If what we watch will affect what we like and people who like something (like cat videos) are more likely to continue watching (more cat videos), the recommendation system may recommend cat videos because it knows that this will pay off in the future. With RL, you have the motivation to change the board in order to win. The system will have the motivation to change human thinking to win the recommended game. The researchers first demonstrated how reinforcement learning can easily shift preferences. The first step is to recommenders establish a model of human preference by observing human behavior. To this end, they trained an neural network , an algorithm inspired by brain architecture. For the purpose of the research, they had the network build a single simulated user model, and they knew the actual preferences of this user so that they could more easily judge the accuracy of the model.

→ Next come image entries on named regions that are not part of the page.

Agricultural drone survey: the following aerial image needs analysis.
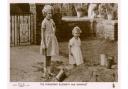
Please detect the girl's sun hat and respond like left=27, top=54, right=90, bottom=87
left=42, top=5, right=54, bottom=15
left=72, top=26, right=82, bottom=34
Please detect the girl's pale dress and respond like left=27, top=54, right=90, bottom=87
left=40, top=18, right=59, bottom=56
left=69, top=37, right=83, bottom=65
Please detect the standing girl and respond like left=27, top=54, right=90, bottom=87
left=69, top=26, right=84, bottom=66
left=40, top=5, right=59, bottom=77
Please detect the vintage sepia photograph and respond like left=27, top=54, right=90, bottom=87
left=10, top=3, right=118, bottom=82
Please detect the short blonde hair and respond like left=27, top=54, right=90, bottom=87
left=42, top=5, right=54, bottom=16
left=72, top=26, right=82, bottom=34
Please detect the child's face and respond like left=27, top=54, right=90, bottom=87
left=73, top=31, right=80, bottom=37
left=46, top=11, right=52, bottom=19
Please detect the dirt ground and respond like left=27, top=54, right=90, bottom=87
left=10, top=39, right=118, bottom=82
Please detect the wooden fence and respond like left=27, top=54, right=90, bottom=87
left=10, top=14, right=34, bottom=46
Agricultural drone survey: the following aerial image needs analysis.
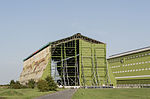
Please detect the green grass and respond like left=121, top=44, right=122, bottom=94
left=72, top=88, right=150, bottom=99
left=0, top=88, right=62, bottom=99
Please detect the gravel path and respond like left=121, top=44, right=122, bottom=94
left=35, top=89, right=77, bottom=99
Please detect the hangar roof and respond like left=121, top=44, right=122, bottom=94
left=23, top=33, right=105, bottom=61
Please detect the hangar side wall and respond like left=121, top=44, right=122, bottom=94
left=108, top=51, right=150, bottom=85
left=79, top=40, right=107, bottom=86
left=19, top=46, right=50, bottom=84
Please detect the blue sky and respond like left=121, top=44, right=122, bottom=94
left=0, top=0, right=150, bottom=84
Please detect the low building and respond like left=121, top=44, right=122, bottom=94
left=107, top=47, right=150, bottom=87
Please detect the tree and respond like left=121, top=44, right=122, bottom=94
left=27, top=79, right=35, bottom=89
left=37, top=80, right=49, bottom=92
left=45, top=76, right=58, bottom=91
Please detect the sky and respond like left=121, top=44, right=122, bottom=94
left=0, top=0, right=150, bottom=84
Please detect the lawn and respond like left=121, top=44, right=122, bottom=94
left=72, top=88, right=150, bottom=99
left=0, top=88, right=62, bottom=99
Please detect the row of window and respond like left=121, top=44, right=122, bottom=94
left=111, top=61, right=150, bottom=68
left=113, top=68, right=150, bottom=74
left=109, top=53, right=150, bottom=62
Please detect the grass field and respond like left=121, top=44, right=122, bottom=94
left=72, top=88, right=150, bottom=99
left=0, top=88, right=62, bottom=99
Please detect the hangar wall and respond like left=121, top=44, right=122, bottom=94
left=108, top=48, right=150, bottom=86
left=19, top=47, right=50, bottom=84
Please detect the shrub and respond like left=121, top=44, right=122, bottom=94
left=45, top=76, right=57, bottom=91
left=27, top=79, right=35, bottom=89
left=37, top=80, right=49, bottom=92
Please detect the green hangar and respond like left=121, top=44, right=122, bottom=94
left=107, top=47, right=150, bottom=87
left=19, top=33, right=108, bottom=86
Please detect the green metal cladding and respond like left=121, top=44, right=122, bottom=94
left=108, top=50, right=150, bottom=86
left=79, top=40, right=107, bottom=86
left=21, top=33, right=108, bottom=86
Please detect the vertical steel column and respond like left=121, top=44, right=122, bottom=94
left=94, top=49, right=99, bottom=86
left=61, top=44, right=64, bottom=85
left=75, top=40, right=77, bottom=86
left=91, top=44, right=97, bottom=86
left=64, top=43, right=69, bottom=85
left=62, top=43, right=66, bottom=86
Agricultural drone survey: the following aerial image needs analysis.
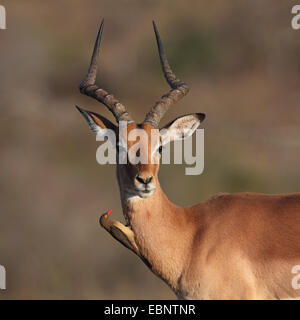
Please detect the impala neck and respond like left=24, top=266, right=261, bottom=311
left=119, top=170, right=192, bottom=292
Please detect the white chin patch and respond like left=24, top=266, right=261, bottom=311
left=138, top=190, right=154, bottom=199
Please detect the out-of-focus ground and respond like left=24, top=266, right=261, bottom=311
left=0, top=0, right=300, bottom=299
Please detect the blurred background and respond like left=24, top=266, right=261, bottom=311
left=0, top=0, right=300, bottom=299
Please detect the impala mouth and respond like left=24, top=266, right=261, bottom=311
left=135, top=187, right=155, bottom=199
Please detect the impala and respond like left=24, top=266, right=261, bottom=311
left=77, top=21, right=300, bottom=299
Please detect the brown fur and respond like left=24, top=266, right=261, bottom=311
left=100, top=124, right=300, bottom=299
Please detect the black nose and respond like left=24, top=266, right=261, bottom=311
left=135, top=176, right=153, bottom=184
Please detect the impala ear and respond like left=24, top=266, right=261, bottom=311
left=76, top=106, right=117, bottom=135
left=160, top=113, right=205, bottom=145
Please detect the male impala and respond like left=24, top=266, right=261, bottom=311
left=78, top=22, right=300, bottom=299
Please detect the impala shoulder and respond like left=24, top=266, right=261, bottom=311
left=209, top=192, right=232, bottom=200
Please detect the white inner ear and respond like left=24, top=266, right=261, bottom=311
left=160, top=115, right=200, bottom=145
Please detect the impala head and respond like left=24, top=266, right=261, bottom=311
left=77, top=21, right=205, bottom=198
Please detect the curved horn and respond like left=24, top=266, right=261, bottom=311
left=144, top=21, right=189, bottom=127
left=79, top=19, right=133, bottom=122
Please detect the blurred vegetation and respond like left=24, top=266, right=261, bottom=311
left=0, top=0, right=300, bottom=299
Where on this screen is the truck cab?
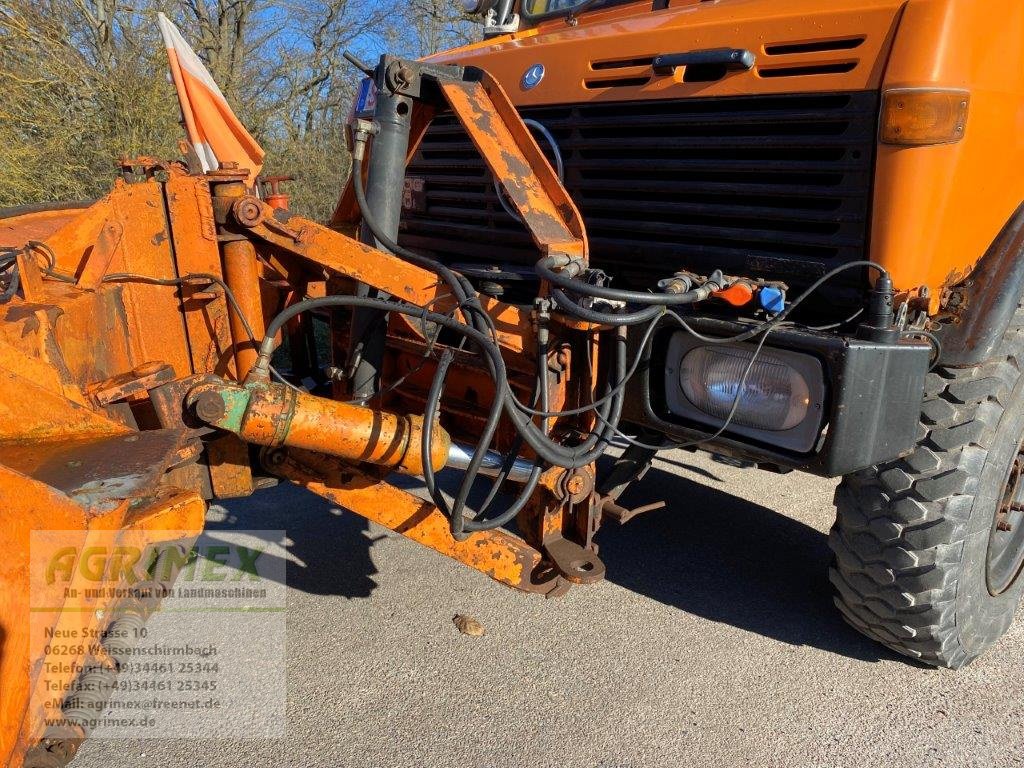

It watches the dummy make 10 consecutive choices, each with 10 options. It observes 1000 versions of this sequence and learns from each version. After training, it can successfully predict what the user will choose from in a series of past choices. Next, they tested whether a recommendation system could change the user's preferences after modeling it. In their simplified scheme, preferences are placed on a one-dimensional spectrum. This spectrum can represent political tendencies or dogs with cats or anything else. In the study, a person's preference is not a simple point on the line, but rather a distribution that indicates the possibility of choosing things in different areas of the spectrum. The researchers have specified two locations on the spectrum that are best for recommenders; perhaps those who like to click on these types of things will learn to like them more and keep clicking. The goal of the
recommender is to maximize long-term engagement. Here, the engagement of a given option is roughly measured by how well it matches the user's preference distribution at the time. Long-term engagement is the sum of the engagement levels of 10 consecutive options. A visionary recommender does not maximize engagement for each option in myopia, but rather maximizes engagement for the long term. As a potential side effect, it may sacrifice some early-stage sector engagement to drive users more satisfied in the next few rounds. Users and algorithms will learn from each other. The researchers trained a neural network to maximize long-term engagement. At the end of the 10 plate sequence, when it performed well, they reinforced some of its adjustable parameters. They found that this RL-based system does generate more participation than other trained systems.